In this one session intervention with the post MI patients, we try to use Prochaska & DiClemente's Change Process Model by adapting the intervention to the stage of readiness to change. Many people have used this same approach, but essentially it involves the following (presented in the most global way):
Precontemplation: The focus here is on raising awareness and helping the patient perceive smoking as a health problem. I rely on Miller's work on motivational enhancement therapy where you try to roll with resistance and elicit motivational statements from patients.
Contemplation: Since this is a stage characterized by ambivelence the therapists task is to help elicit the pros of quitting and tip the balance toward quitting.
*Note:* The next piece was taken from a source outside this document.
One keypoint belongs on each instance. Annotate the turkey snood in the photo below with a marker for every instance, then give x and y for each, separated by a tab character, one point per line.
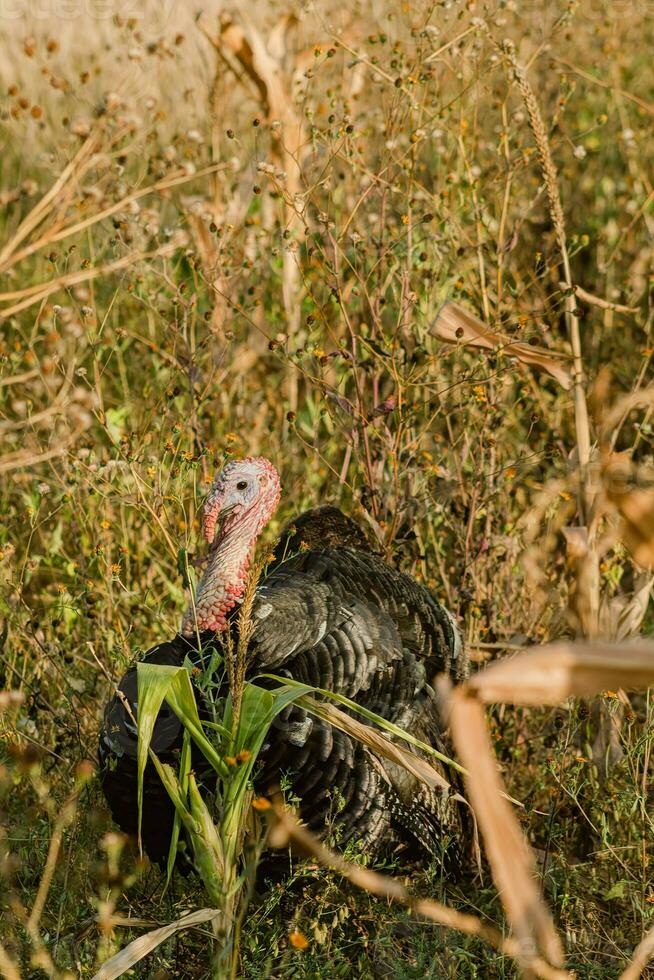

Preparation: In this stage it seems useful to lay out the next steps, for my work this means the plan of action when the patient leaves the hospital. I use Prochaska's Self-Efficacy scale to get a sense of the most likely triggers for relapse and try to use some problem solving strategies.
All of the above works quite nicely, HOWEVER, about one third or more patients that I interview in the hospital tell me that they successfully quit before (often for months and years at a time). Inevitably they always describe some severe negative affect that precipitated the return to smoking. Wearing a non-researcher hat, it usually seems to be depression, anger, grief and/or shame related to some event in their lives which taxed their coping ability to the limit. Although the literature is not conclusive, there is lots of evidence that negative affect does in fact precipitate relapse from smoking.
So this is what I've been thinking about lately. I'm wondering whether when you identify patients who have successfully quit before for a long period of time, it might be useful to try to actively guide the patient in exploring the feelings that seemed to precipitate the relapse. Remember that I only have one face to face session, the patients have just been through a traumatic medical event and most of this work is based on cognitive-behavioral approaches rather than grounded in psychodynamic theory.
No time to write more now, but hopefully we can continue the discussion
By definition, I only work with patients at these first three stages in the hospital, although once they leave a majority of patients move into the Action and Maintenance stages. Again, phone follow-up is geared to the particular stage. The goal is alway to help the patient advance one stage, not to propell them into quitting if they aren't ready for that.